Food and Drug Administration officials found conditions at Ameridose LLC of Westborough, Mass., so alarming during the month-long inspection between Oct. 10 and Nov. 9 that the agency urged the company to recall all of its products on Oct. 31 because there was no guarantee they were sterile.
...The new inspection included complaints of pregnant patients hemorrhaging after being given the labor-inducing drug oxytocin made by Ameridose, and reports of patients being over-sedated on the painkiller fentanyl -- or having no effect despite being given the maximum dose of a common children’s anesthesia drug, midazolam.
“Your firm’s Quality unit failed to appropriately classify ‘patient response’ complaints as adverse events,” the FDA inspectors wrote.

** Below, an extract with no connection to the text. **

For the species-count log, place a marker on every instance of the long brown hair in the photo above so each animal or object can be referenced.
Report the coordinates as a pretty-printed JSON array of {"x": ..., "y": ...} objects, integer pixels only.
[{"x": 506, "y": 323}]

The report on Ameridose described cracked and peeling walls; gaps under the clean room doors; insects and “at least one (1) bird” observed flying in the room where sterile drugs are packaged and stored. Similar inspections of NECC found filthy conditions in some rooms and both bacteria and fungus in packaged drug products made there.
...Those two were basic violations: failure to test finished drugs for sterility and for bacteria, as well as failure to confirm the potency of the final products.
Other problems included failure to investigate 53 instances of microbial contamination in sterile stock drugs used to make widely used injection drugs such as fentanyl and morphine, the new documents show.
In addition, firm officials also didn’t look into three instances this year when drugs failed sterility tests and they ignored 45 instances in which bacteria and mold were isolated from critical areas such as the fingers of workers preparing drugs inside sterile hoods.
Even when Ameridose officials did detect microbes, they failed to subculture them to find out precisely what they were, despite finding multiple contaminated units. Nor did they identify microbes found in the environment."